Нам нечего бояться, значит, мы — чисты!» Конечно, Лялька не отпустила ее одну, Юра пошел с ними, а он… Он увязался следом, но так, чтобы не видели, не догадались, на отдалении шел. Что это был за дом, куда вызвали повесткой, он так и не понял толком, да что тут понимать… Какой-то безглазый дом, как ему показалось, рядом — железные ворота. Из этих ворот, свежевыкрашенных серой масляной краской, с выпуклыми большими красными звездами, вышел солдат в гимнастерке, петлицы синие, пощурился на солнце. А день был — тоже майский, божий день. Синее-синее небо, белые облака. Из набежавшей тучки пролился слепой дождь, запахло прибитой пылью, свежей зеленью, мокрыми заборами, встала и долго, перекинувшись, сияла радуга. Он и вымок, стоя за углом, и просох. Наконец, показались они. Все трое. Шли быстро. Он догнал их, услышал: «Дети, мы пропали! Мы пропали…». Может, из-за этого и переступил Юра через самого себя, через свою судьбу, не пустил их одних в эвакуацию.
— О чем ты думал сейчас? — спросила Маша. Она сидела, опершись руками на палку, которую он вырезал для нее, положила на руки подбородок, он выдался вперед, и это старило ее. Давно скрылся промчавшийся поезд, прокричал перед очередным туннелем, эхо в горах повторяло и перекидывало его крик. — У тебя такое суровое было лицо.
Зачем ей знать? Маша — недолгая радость, выпавшая ему на склоне лет. И думалось не раз уже: сколько веревочке ни виться, конец должен быть.
— О чем думают, глядя на море? — сказал он. — Думал о море, думал о тебе.
— И что ты обо мне думал?
— А ты не знаешь?
— А ты скажи.
Он только улыбнулся, и она озябшими губами поцеловала его в висок.

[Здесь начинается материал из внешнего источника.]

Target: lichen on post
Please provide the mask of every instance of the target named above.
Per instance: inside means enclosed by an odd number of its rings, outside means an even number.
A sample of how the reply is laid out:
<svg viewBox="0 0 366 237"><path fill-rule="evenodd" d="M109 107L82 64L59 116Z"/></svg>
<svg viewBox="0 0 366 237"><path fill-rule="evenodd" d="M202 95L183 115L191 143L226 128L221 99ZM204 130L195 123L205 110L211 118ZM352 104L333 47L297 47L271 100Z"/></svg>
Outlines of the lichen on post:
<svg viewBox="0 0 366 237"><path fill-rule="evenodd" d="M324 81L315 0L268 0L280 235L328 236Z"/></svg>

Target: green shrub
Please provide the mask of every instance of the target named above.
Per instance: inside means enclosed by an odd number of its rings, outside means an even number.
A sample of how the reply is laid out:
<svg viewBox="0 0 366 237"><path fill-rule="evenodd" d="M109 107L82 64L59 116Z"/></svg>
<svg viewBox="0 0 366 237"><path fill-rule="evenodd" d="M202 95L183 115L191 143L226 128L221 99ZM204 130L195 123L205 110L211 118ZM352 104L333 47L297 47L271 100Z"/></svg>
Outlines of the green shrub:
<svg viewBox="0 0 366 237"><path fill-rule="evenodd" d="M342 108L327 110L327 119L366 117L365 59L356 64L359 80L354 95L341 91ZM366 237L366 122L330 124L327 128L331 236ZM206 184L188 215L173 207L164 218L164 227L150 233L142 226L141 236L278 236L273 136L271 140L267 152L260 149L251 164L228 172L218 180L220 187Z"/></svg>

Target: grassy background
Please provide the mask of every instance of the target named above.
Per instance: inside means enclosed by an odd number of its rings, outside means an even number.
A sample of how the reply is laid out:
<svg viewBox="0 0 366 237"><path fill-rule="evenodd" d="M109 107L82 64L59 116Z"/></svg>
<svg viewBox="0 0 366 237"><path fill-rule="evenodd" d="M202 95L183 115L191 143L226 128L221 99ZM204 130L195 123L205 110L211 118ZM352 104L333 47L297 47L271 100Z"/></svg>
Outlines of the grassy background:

Да, пора. И ей голову нечего дурить. Однажды он сказал Маше об этом. Но она спокойно и просто, будто была опытней его и умудренней, ответила, вздохнув:
— Не спеши. Жизнь сама все решит.
Но вот нет ее сейчас, один вечер, и — пусто. Он еще постоял, глядя на ночное море, над которым кружил луч прожектора, отсвет скользил по воде, и пошел к себе в номер. Почти тут же его вызвали к телефону.
— Где ты был? — услышал он возмущенный голос Маши. — Я уже звонила. Представляешь, прохиндей не соврал, приволок англичанина. Приезжай сейчас же в «Интурист», мы тут в баре сидим.
Он глянул на часы. Половина одиннадцатого, время детское. Выйти на шоссе, схватить левака, через двадцать минут — там.
— Оказывается, он знает тебя. Я только сказала, что ты — здесь, все обрадовались. И Джон тоже слышал твою фамилию. У тебя что-то переводили в Англии?
— Допустим.
— Ну, вот видишь! Нас тут трое всего. Еще — переводчик. И директор картины.
Ничего себе обсели англичанина в валютном баре. И еще он приедет. В каком качестве?
— Машенька, ты не обижайся, я не приеду.
— Но почему?
— И, пожалуйста, не чувствуй себя обязанной.
— При чем тут — обязанной? Я хочу тебя видеть, можешь ты это понять?
— Могу. И очень рад. Но только я не приеду.
— Ну, гляди-и… И вообще: ни перед кем и ни перед чем я не чувствую себя обязанной. Это — на всякий случай. На дальнейшее. Чтоб ты знал.
И положила трубку. Он вернулся к себе, постоял на балконе. Рассердилась. Пригрозила. И улыбнулся. И заснул легко.
В эту ночь приснился ему светлый сон. Будто сидят они с Юрой на песчаном откосе, болтают загорелыми ногами в кожаных сандалях, Юра что-то говорит ему, он понимает, радуется, хотя голоса его не слышно. И еще нет Ляльки, ради которой Юра забудет о нем, нет ничего, что ждет их в дальнейшем, им хорошо вдвоем в их детстве сидеть вот так на откосе, поджидать проходящие поезда. Влюбленно смотрит он на брата, на крохотную родинку, которой отмечено его плечо, только почему глаза у Юры такие печальные? Он ловит их взгляд, и болью теснит сердце.